- GM CEO Mary Barra announced that the carmaker will increase Chevy Bolt production in 2018.
- The all-electric vehicle has been an unexpected hit for the company.
- Its closest challenger, the Tesla Model 3, is struggling to scale up to full mass-production.
The Chevy Bolt all-electric EV has been a surprise hit for General Motors. So much so that on Wednesday GM CEO Mary Barra said that the carmaker will increase production at the plant in Michigan that builds it.
Barra made the announcement in Houston at the CERAWeek energy conference, a yearly gathering of energy-industry professionals.
GM produces five electrified vehicles including the Bolt, and Barra said that drivers have thus far racked up more than 2.6 billion miles on the road.
“We are encouraged by this momentum, and because of increasing global demand for the Chevrolet Bolt EV, we are announcing today that we will increase Bolt EV production later this year at our Orion Assembly plant north of Detroit,” Barra said, according to a speech prepared for the CERAWeek event.
“Our more than 100 years of manufacturing expertise gives us the flexibility to scale production to meet market demand,” she added.
Chevy Bolt demand is steadily increasing
The Bolt saw steadily increasing monthly sales following its roll-out in limited markets in late 2016. The $37,500 vehicle (before federal and state tax credits are applied) has a range of nearly 240 per charge and has been viewed by many industry observers as a challenger to the Tesla Model 3.
Production slowdowns have plagued the Model 3, however. Tesla has officially delivered fewer than 3,000. It expected to be producing thousands per week by now, but the production ramp has been pushed off to mid-2018.
Bolt saw a sales dip in January and February, but analysts expect the vehicle will rebound during the year. Informal estimates of Tesla Model 3 deliveries — Tesla doesn’t report monthly sales — suggest that the Model 3 has outpaced the Bolt in early 2018, but the Chevy is still the second-best-selling all-electric car in the market. In 2017, Chevy sold nearly 22,000 worldwide.
“Increased Bolt EV production benefits our customers around the world, our dealers and our employees, who are proud to build an affordable, ground-breaking vehicle that our customers love,” Barra said. “And there is more to come because the Bolt EV is our platform providing a window into our all-electric and self-driving future.”
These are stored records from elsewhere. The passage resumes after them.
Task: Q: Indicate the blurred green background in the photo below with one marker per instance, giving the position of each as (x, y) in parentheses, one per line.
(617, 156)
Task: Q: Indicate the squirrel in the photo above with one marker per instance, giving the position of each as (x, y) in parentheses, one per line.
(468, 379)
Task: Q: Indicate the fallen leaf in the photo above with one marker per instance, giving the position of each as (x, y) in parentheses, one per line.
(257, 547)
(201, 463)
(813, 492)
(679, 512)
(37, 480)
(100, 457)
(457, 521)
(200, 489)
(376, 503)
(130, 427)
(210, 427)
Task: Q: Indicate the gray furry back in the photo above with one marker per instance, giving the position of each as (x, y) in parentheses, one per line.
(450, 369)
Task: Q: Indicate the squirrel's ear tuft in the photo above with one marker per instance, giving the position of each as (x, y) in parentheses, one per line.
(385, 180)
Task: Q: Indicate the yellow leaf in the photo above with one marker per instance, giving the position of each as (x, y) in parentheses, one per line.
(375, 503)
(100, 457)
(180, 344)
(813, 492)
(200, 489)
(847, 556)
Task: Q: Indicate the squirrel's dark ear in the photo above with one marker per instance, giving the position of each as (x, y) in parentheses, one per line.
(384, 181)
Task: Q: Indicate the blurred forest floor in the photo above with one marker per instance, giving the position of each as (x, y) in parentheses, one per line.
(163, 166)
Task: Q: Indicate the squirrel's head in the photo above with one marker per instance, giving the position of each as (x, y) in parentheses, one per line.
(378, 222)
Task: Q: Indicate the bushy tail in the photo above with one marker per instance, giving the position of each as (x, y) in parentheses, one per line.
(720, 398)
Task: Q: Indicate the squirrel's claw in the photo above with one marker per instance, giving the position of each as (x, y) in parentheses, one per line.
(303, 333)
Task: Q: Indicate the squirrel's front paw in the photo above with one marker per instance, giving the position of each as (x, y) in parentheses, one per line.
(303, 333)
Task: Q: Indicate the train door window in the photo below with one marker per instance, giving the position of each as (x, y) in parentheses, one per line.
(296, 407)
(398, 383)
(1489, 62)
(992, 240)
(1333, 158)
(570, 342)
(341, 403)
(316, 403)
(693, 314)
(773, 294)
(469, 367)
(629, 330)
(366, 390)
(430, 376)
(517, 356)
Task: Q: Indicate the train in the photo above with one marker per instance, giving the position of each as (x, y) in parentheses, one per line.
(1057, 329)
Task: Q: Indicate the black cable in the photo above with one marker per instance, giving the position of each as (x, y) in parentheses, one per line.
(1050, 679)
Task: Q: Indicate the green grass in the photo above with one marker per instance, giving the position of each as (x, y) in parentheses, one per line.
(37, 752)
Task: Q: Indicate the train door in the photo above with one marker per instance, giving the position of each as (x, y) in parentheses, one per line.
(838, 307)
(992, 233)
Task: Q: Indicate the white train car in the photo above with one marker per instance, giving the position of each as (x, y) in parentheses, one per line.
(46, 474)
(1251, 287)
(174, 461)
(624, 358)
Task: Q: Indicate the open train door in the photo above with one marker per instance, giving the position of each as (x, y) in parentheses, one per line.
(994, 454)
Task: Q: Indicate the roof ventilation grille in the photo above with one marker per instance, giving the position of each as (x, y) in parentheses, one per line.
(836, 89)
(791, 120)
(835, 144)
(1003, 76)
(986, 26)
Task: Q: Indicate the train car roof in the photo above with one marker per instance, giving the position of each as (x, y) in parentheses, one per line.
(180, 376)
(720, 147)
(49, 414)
GM is using Bolt to achieve its fully autonomous vehicle ambitions, by integrating the car’s assembly with technology developed by Cruise Automation, a San Francisco startup that GM acquired in 2016.
Flexing strategic muscles
Strategically, GM is flexing its muscles here. It can dial Bolt production up or down quite easily based on demand. The carmaker evidently thinks demand for the car is robust.
Barra also addressed the federal tax-credit incentive, which will expire for GM once it sells a certain number of all-electric and hybrid-electric vehicles.
“In the US the current federal tax credit helps make electric vehicles more desirable and affordable, and we appreciate that it was retained in the tax reform law,” she said. “However, we feel tax credits should be expanded so our customers continue to receive the benefit going forward.”
And she dealt with what many consider the biggest hurdle to widespread EV adoption: charging infrastructure. Tesla has invested in a large Supercharger network for fast charging, but other manufacturers have been reluctant to shoulder that burden.
“We need to remove barriers to consumer acceptance of EVs,” Barra said. “For example, we believe the energy industry and other stakeholders must partner with us on a robust charging infrastructure that drives consumers’ confidence that they can drive their EVs anywhere at any time.”